Photo by Diego Marín on Unsplash

Precision & Recall: Explained by Men In Black

An explanation you won’t forget (even if you’re neuralyzed!)

Aishwarya Prabhat
Towards Data Science
7 min readJan 10, 2021

--

Disclaimer: All opinions expressed are my own.

I don’t know about you but every time I come across the concepts of precision and recall, I understand them completely….and then, all of a sudden the next day I have trouble explaining them. It is erased from my memory as though I had been subjected to a neuralyzer!

So, inspired by the scene where Will Smith’s character passes the MIB exam by shooting a little girl, I came up with an easy-to-understand example that can help me comprehend and remember the concepts of precision and recall. Read on!

Contents

0. Running Example

  1. Recall
    1.1 🥱Boring definition
    1.2 👽Interesting (contextual) definition
    1.3 📈What does high recall mean?
    1.4 📉What does low recall mean?
    1.5 💵A real world example that makes c̶e̶n̶t̶s̶ sense
  2. Precision
    2.1 🥱Boring definition
    2.2 👽Interesting (contextual) definition
    2.3 📈What does high precision mean?
    2.4 📉What does low precision mean?
    2.5 💵A real world example that makes c̶e̶n̶t̶s̶ sense
  3. F1 Score
  4. Why not keep things simple and just use accuracy?
  5. Final Takeaways

0. Running Example

You are an agent of the Men In Black (MIB), a secret agency responsible for protecting human beings from aliens that are disguised as humans. You receive a tip that a Halloween party has been infiltrated by some aliens. Your mission, should you choose to accept (oops wrong movie!), is to identify and capture these aliens in disguise.

Photo by Kashawn Hernandez on Unsplash

In Machine Learning terms, this is an alien identification/classification problem: given a dataset of actual humans and aliens disguised as humans, you want to identify the aliens.

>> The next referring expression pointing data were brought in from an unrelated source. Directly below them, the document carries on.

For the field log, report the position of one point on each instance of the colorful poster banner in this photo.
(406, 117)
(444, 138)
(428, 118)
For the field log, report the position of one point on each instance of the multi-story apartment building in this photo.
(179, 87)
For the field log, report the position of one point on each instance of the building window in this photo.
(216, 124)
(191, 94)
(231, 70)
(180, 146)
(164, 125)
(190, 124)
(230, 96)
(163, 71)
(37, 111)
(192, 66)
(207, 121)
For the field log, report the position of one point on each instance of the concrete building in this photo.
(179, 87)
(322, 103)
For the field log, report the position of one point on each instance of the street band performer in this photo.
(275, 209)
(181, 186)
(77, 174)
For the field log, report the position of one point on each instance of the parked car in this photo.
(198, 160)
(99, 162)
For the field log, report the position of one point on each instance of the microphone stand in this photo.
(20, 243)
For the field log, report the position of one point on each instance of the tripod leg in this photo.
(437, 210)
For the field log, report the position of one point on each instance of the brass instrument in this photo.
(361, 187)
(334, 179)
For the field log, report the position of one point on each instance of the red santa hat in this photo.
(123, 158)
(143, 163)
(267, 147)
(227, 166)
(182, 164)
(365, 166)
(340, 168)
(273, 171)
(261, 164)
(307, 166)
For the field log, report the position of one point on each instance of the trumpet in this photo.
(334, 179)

You and your fellow agents head to the party and capture some people who you thought were aliens. You identified some of them correctly and some of them incorrectly! Now, it is time to evaluate your ability to identify aliens disguised as humans using recall and precision.

1. Recall

Photo by Miriam Espacio on Unsplash

Of all the aliens disguised as human beings, how many did you identify correctly?

1.1 🥱Boring definition

Confusion matrix for alien identification problem

1.2 👽Interesting (contextual) definition

When you stormed the party and made decisions about who was an alien and who was a human, you identified some aliens correctly and you left some out because you wrongly thought they were humans. Recall is a measure of how good you were at correctly picking out the aliens, out of all the people that were actually aliens. In some sense, recall is also a measure of how good you were at not leaving behind any aliens at the party.

1.3 📈What does high recall mean?

High recall means that there were fewer cases of disguised aliens that you mistakenly thought were humans.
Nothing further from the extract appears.